As part of ValuePenguin’s Future of Veterinary Care series, we will be interviewing students across the nation’s pre-veterinary and veterinary programs to learn more about their experiences and paths towards becoming certified veterinarians.
Kaitlyn Koenning is a senior Animal Science major with a minor in Spanish at University of Georgia. She is president of UGA's Pre-Veterinary Medicine Club, and will be attending the University of Georgia's College of Veterinary Medicine this fall.
What influenced you to pursue a pre-vet or vet program?
Not only does being a veterinarian require a love of animals, but it also requires a love of science and medicine. Once I realized that veterinary medicine fulfilled my love of constantly learning new things and experiencing the unexpected, I was hooked and dedicated my years in college to my classes and volunteer opportunities.
Why should other students consider a focus in Veterinary Medicine?
It is A LOT of hard work and dedication, but veterinary medicine pays off when you get to experience the bond between an animal and their owner. Your hope is to keep these beloved creatures healthy and happy for their entire lives, ensuring the bond will not be broken.
It is the perfect career for people who love a challenge. Animals cannot express how they feel, so veterinarians have to become detectives and piece together what the owner has observed with diagnostics to discover the problem. It is immensely rewarding to heal an animal with such limited tools!
What has been your experience with Pre-Vet medicine at your college?
If your college has a Pre-Vet Club, I would highly recommend joining it. You form friendships with people who have the same goals and passion as you, listen to awesome speakers, and the club provides many volunteer experiences. I also recommend getting varied experience with animals, and think outside the box, as you want to stand out to admissions. For example, research is something easily overlooked, but a large and vital part of veterinary medicine.
Please share and describe your best experience working with animals.
My favorite animal experience was studying abroad in Costa Rica and Nicaragua with an amazing volunteer group called “VIDA.” I gained hands-on experience spaying and neutering animals in clinics we formed throughout the two countries. You never realize how advanced veterinary care is in the US until you travel abroad and see how absent the care of animals is in other countries. They aren’t a member of the family, but rather a possession that guards the house or a nuisance that freely roams the streets. Education about veterinary care is extremely critical in these countries. If we can teach the children how important a healthy animal is, we break the cycle of abuse and neglect.
Have you participated in any volunteer or veterinary internships?
I began in high school as a kennel worker at a small animal clinic in Marietta, Georgia. Once I went to college, I returned during the summer for an internship as a veterinary assistant and then was hired to seasonally work there as an assistant. Don’t turn down a position because it is not paid, because a lot of times you just have to prove yourself and it will eventually turn into a paid job, and you get amazing experiences in the mean time!

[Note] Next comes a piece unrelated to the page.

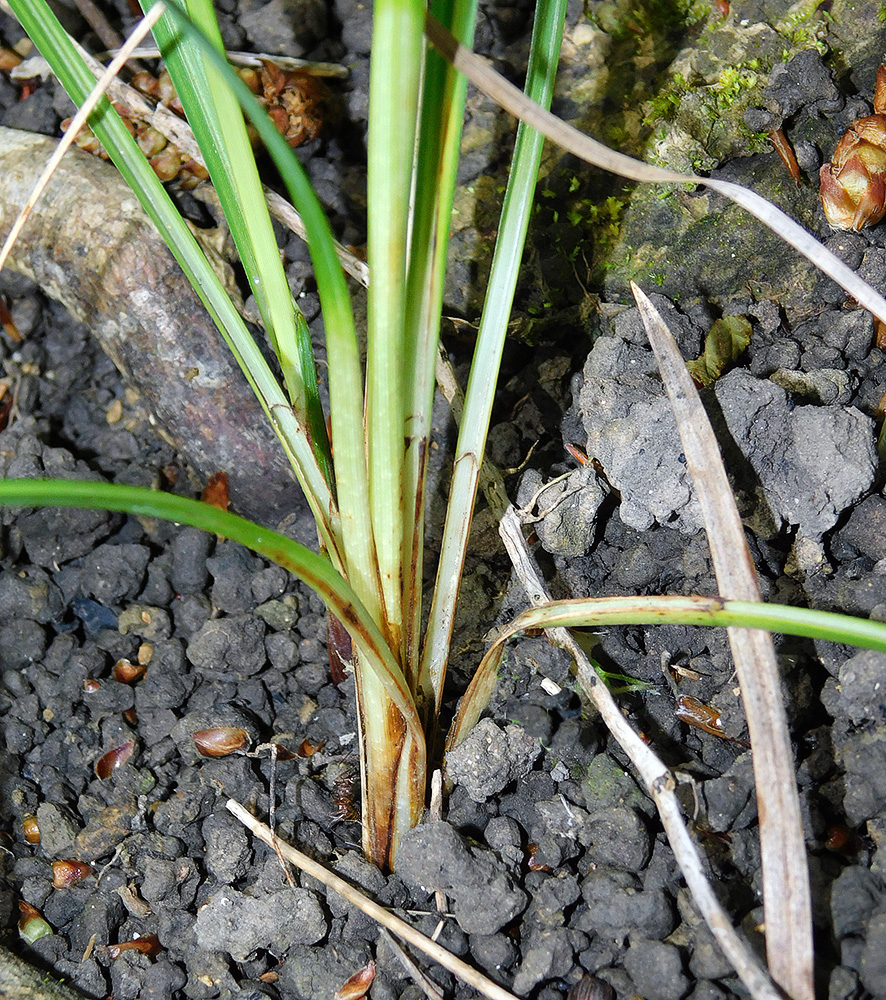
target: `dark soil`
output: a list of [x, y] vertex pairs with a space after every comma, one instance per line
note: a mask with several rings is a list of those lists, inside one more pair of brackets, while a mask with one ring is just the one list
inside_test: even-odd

Also, I volunteered at a hippotherapy farm, where children with disabilities learn to ride a horse while also improving their motor and sensory skills. It was truly remarkable to see these children blossom while riding a horse! They formed a strong bond with the animal and it was inspirational to see how an animal can change a child’s life for the better.
Please share an interesting or little-known fact you’ve learned about animals.
I love reading about animal behavior, and I would highly recommend picking up Animals in Translation by Temple Grandin. She has autism and yet has achieved so much including setting guidelines to make meat facilities more humane in the treatment of their animals. Because she has autism, she sees animals in a way most people cannot, and her observations are truly groundbreaking in how we can understand and form better bonds with animals.
What are the latest developments or trends in veterinary medicine?
What some people don’t realize is that animal medicine is implementing the same advanced treatments and surgeries as human medicine. Chemotherapy, acupuncture, and the use of MRI machines are just some of the many advances implemented in veterinary medicine. At The University of Georgia, there is a wide range of specialties that have board certified veterinarians (at least 4 more years of learning a specialty after vet school) including oncology, neurology, and ophthalmology. And the possibilities for what lies ahead excite me most about veterinary medicine!
What are your future aspirations and career plans?
I begin my first year at the University of Georgia's College of Veterinary Medicine in August, and four years later will receive my DVM. From there I plan on working at a small animal clinic or doing an internship for a year first to gain more experience.